I have never seen any bad reports about Lustre and though it is conceivable it is silently dropping data through out of space or simply backing up on I/O, such things in my experience tend to show up in the output filesystem, and not in memory corruption at the front-end reader/deflator compression threads as we're seeing here.
So we're really back to needing a failing test case. One thing has occurred to me here which maybe a way out of the impasse. You're using no data compression and so the output blocks are the same size as the input blocks. As such Mksquashfs doesn't care what's in the data blocks because it's behaviour will be the same irrespective (with one caveat regarding sparse block handling and duplicates). If you can get a test case which fails when using the -no-sparse option (so sparse block detection isn't being performed) and the -no-duplicates option (so duplicate file detection isn't being performed), then it should be possible for me to reproduce the test case knowing only the filenames/directory hierarchy, and the sizes of the files. In otherwords I'll be able to reproduce the behaviour in Mksquashfs without knowing the data content (the files will be of the same size but filled with an arbitrary non-zero value).

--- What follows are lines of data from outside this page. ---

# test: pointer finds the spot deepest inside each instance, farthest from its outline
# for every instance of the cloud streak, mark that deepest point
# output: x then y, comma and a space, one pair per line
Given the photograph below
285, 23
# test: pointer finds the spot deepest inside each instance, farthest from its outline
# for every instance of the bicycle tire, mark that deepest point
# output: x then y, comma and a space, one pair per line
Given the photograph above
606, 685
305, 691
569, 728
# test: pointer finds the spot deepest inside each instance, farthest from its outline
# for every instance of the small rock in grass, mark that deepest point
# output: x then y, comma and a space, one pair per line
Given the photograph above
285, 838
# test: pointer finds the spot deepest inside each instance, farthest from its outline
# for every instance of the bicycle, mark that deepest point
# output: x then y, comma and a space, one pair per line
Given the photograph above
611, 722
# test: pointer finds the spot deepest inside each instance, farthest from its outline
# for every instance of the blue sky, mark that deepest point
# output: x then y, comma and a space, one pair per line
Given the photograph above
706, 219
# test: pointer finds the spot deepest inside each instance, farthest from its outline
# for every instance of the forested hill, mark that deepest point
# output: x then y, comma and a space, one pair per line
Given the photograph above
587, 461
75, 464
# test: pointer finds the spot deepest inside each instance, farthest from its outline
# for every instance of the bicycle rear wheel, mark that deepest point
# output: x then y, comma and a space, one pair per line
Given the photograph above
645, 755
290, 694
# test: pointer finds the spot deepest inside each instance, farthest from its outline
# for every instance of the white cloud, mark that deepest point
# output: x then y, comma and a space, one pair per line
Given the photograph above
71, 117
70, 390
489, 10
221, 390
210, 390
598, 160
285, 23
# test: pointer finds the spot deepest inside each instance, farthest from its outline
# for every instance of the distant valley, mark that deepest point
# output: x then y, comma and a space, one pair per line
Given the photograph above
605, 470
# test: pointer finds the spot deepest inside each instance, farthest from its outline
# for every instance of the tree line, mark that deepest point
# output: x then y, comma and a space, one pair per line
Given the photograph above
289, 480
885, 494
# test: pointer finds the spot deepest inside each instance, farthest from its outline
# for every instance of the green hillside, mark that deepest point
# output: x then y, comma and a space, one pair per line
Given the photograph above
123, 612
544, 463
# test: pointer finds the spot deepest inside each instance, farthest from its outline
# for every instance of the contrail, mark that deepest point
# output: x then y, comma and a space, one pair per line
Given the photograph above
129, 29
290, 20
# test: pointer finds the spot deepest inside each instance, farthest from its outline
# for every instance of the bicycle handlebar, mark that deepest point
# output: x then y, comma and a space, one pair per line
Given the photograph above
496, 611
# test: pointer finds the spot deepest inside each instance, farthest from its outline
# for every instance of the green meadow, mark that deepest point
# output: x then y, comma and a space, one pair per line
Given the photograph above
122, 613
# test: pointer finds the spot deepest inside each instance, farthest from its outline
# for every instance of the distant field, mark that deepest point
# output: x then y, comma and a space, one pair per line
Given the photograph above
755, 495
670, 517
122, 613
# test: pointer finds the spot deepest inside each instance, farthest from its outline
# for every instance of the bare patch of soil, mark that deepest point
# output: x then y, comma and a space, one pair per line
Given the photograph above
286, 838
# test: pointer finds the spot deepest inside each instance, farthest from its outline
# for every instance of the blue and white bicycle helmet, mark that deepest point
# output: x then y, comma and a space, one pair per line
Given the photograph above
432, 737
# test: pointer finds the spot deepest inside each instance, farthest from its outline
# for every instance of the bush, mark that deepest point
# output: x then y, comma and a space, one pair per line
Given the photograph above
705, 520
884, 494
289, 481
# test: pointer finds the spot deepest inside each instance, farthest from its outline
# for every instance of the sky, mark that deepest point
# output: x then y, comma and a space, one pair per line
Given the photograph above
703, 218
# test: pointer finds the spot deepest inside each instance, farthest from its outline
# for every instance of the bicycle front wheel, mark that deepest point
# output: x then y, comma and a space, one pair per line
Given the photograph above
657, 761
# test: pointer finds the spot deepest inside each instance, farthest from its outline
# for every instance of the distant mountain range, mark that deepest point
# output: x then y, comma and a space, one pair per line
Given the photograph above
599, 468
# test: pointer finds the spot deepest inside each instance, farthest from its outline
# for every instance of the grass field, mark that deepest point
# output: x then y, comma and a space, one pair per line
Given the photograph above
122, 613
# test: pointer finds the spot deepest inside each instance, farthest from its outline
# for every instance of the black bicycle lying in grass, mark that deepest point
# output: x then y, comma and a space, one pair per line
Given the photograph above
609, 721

Unfortunately I still need to know the filenames/directory hierarchy because that affects the order of scanning and filesystem generation (depth first, in C sort order), and that ordering could be a significant factor in triggering the bug. Unlikelier even the size of the filenames might be significant.
If the above filenames/directory hierarchy and file sizes are not sensitive (or you can produce a test case that has no sensitive elements there) then this maybe a way forward.